Looking Toward the Future of the White Supremacist Movement
The National Alliance, for decades the nation's leading neo-Nazi group, is losing money and members — an average of about one a day — and seems bound for still more serious trouble, perhaps even dissolution. The World Church of the Creator, the second most important neo-Nazi organization, has virtually evaporated since its leader was jailed last January on charges of having solicited the murder of a federal judge.
The closest thing the movement has to a celebrity, former Klan leader David Duke, is serving a prison sentence that won't end until next year.
Is the American radical right collapsing?

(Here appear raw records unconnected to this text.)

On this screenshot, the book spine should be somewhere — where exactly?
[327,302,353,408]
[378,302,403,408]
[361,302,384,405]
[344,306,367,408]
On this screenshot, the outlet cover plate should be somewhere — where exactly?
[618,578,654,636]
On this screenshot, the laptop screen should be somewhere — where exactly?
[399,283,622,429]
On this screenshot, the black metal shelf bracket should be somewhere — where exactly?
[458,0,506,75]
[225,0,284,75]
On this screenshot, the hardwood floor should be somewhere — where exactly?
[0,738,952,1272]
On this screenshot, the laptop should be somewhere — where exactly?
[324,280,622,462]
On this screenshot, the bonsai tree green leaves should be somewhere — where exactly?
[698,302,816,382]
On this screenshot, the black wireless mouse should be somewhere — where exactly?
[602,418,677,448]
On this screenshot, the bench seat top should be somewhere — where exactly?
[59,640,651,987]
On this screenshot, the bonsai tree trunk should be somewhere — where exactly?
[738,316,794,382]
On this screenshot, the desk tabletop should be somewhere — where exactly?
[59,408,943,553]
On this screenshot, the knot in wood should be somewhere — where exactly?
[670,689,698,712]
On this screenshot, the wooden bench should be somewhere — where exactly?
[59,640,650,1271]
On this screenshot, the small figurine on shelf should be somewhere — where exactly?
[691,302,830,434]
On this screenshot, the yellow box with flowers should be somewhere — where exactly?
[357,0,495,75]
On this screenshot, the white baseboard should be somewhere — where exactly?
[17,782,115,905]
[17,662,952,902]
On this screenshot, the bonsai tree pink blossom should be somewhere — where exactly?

It would be easy to conclude that these facts, coupled with a remarkable number of other arrests and additional internal movement problems, are symptoms of the crack-up of the extreme right. But it would also be wrong.
The fact is, the radical right seems to be here to stay. Even as some sectors of the movement founder, other areas — anti-immigrant groups, neo-Confederates, the more genteel "academic racists" and others — are expanding.

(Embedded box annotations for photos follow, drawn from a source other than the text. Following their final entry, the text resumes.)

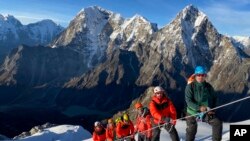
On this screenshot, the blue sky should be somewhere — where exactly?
[0,0,250,36]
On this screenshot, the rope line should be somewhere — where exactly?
[115,96,250,141]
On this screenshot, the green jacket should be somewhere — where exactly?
[185,81,217,115]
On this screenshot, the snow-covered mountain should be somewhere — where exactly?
[10,125,91,141]
[0,14,64,61]
[51,6,124,68]
[51,6,157,68]
[0,5,250,139]
[11,120,250,141]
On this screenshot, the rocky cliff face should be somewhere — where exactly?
[0,5,250,138]
[0,14,63,64]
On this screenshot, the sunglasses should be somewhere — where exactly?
[155,92,163,95]
[196,74,207,77]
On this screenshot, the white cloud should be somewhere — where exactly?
[201,0,250,36]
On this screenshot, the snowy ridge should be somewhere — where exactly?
[10,125,91,141]
[231,36,250,48]
[0,14,63,48]
[84,120,250,141]
[25,20,62,43]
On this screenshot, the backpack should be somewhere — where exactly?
[141,107,151,117]
[181,74,211,117]
[152,100,168,110]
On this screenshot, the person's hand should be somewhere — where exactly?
[207,111,215,115]
[200,106,207,112]
[161,117,171,123]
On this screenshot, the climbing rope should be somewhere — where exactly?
[115,96,250,141]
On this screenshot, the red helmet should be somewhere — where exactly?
[135,102,143,109]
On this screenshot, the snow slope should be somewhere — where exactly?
[10,125,91,141]
[8,120,250,141]
[84,120,250,141]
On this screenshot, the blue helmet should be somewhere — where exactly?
[194,66,207,74]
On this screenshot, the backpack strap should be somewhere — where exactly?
[152,100,168,110]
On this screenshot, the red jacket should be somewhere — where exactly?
[149,96,177,124]
[135,115,152,138]
[116,121,134,138]
[106,126,115,141]
[93,128,106,141]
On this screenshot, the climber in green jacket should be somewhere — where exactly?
[185,66,222,141]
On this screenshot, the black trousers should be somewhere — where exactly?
[151,124,180,141]
[186,115,222,141]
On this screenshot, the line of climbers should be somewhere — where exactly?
[93,66,222,141]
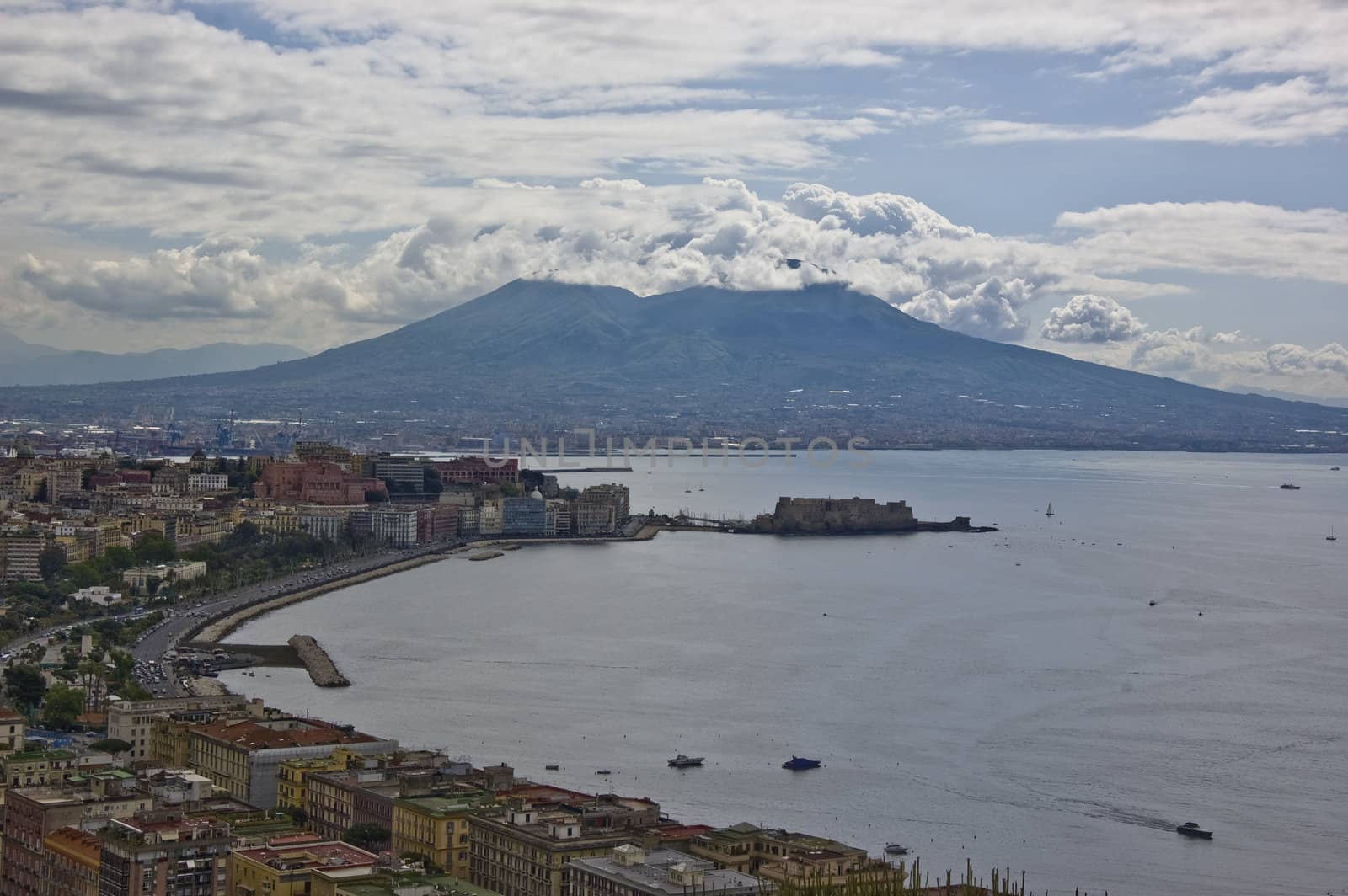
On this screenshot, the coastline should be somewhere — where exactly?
[185,525,671,644]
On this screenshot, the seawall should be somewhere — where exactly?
[286,635,350,687]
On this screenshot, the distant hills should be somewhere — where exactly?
[0,330,306,386]
[0,280,1348,450]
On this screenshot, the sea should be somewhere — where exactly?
[221,451,1348,896]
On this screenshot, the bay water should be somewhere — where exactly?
[221,451,1348,896]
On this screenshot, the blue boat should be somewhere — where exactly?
[782,756,824,772]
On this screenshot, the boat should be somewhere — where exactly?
[670,753,703,768]
[782,756,824,772]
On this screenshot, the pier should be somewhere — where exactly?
[286,635,350,687]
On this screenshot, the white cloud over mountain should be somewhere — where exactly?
[0,0,1348,396]
[1040,295,1146,342]
[13,178,1348,398]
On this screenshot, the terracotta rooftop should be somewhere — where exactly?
[42,827,103,865]
[193,718,379,750]
[501,784,595,803]
[234,840,379,871]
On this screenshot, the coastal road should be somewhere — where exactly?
[131,544,447,696]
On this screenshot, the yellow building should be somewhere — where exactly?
[227,840,377,896]
[42,827,99,896]
[276,748,364,811]
[468,784,661,896]
[0,707,29,753]
[393,797,494,878]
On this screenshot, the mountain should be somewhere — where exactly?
[1228,386,1348,407]
[0,330,305,386]
[0,280,1348,450]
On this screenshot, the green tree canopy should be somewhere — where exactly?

The increasing hegemony of multicultural ideology, the political and economic effects of advancing globalization, and a host of other factors have fostered an angry backlash that is helping the movement to grow. In fact, what we are witnessing is the realignment of the radical right — a reshuffling of groups, leaders and causes.
The movement may have taken a hit, but it is not going away.
Making the Point With Violence
This September, the grotesque story of the so-called 311 Boyz, a white gang composed of middle- and upper-class suburban Las Vegas teenagers, helped to emphasize that point. Nine members of the group — whose name is shorthand for KKK (K being the 11th letter of the alphabet) — were charged with attempted murder after allegedly smashing in another teenage boy's face with rocks. Gang members also chronicled a series of other assaults and fights on a homemade video.
A month earlier, in Derby, Conn., federal agents arrested Raymond DelVecchio after the 54-year-old man allegedly tried to trade guns to an undercover agent from the Bureau of Alcohol, Tobacco and Firearms in return for burning down a house DelVecchio feared would be rented to a black family. Prosecutors have a tape of DelVecchio saying he wanted to hang minorities. A grand jury indicted him on counts of being a felon in possession of firearms and ammunition.
Also in August, three white youths from suburban Long Island, N.Y. — two 16-year-olds and a 17-year-old — were indicted on charges of reckless endangerment and arson. The boys, who could face up to years in prison, allegedly set fire to a home containing a sleeping Mexican family. When they were arrested, one boy had photos of Klan members and anti-Hispanic literature in his pocket.
The home they allegedly firebombed was next to one from where two immigrant day laborers were abducted and beaten nearly to death about three years earlier.
These cases and countless others illustrate the continuing threat posed by right-wing extremism in America. Although those arrested apparently did not belong to larger hate groups, it seems likely that hate propaganda influenced their actions.
In the Long Island case, in particular, both local and national anti-immigrant groups with especially venomous leaders had operated in the area for years, working to build hatred toward Mexicans.
Clues to the Future
Although there is no question that the radical right has experienced a very difficult year, there are real indications that the movement may still be growing. This September, a reported 350 racist Skinheads and others made their way to Harrisburg, Pa., to attend Hammerfest 2003 — a white power music concert put on by the hardest-core Skinhead group around. That number is up sharply from the 150 who attended in 2002 and even the 220 who came to 2001's production.
In this issue, the Intelligence Report offers some clues as to the shape that the radical right is likely to take in the coming months. A major story documents the dramatically falling fortunes of the National Alliance.
But it is in the profiles of activists and leaders that readers may begin to get a real glimmer of the future. While the list is far from comprehensive, and excludes most of those who are in prison or have been profiled in these pages before, it provides a sense of what is to come.
From Gordon Lee Baum, head of the Council of Conservative Citizens hate group, to Ron Wilson, who is leading an attempted extremist takeover of the Sons of Confederate Veterans heritage group, the people described in this issue are key players on the radical fringes of the American body politic. If we carefully study these men and women, distasteful as that may be, we may all be better equipped to understand and cope with the threat they present to the rest of us.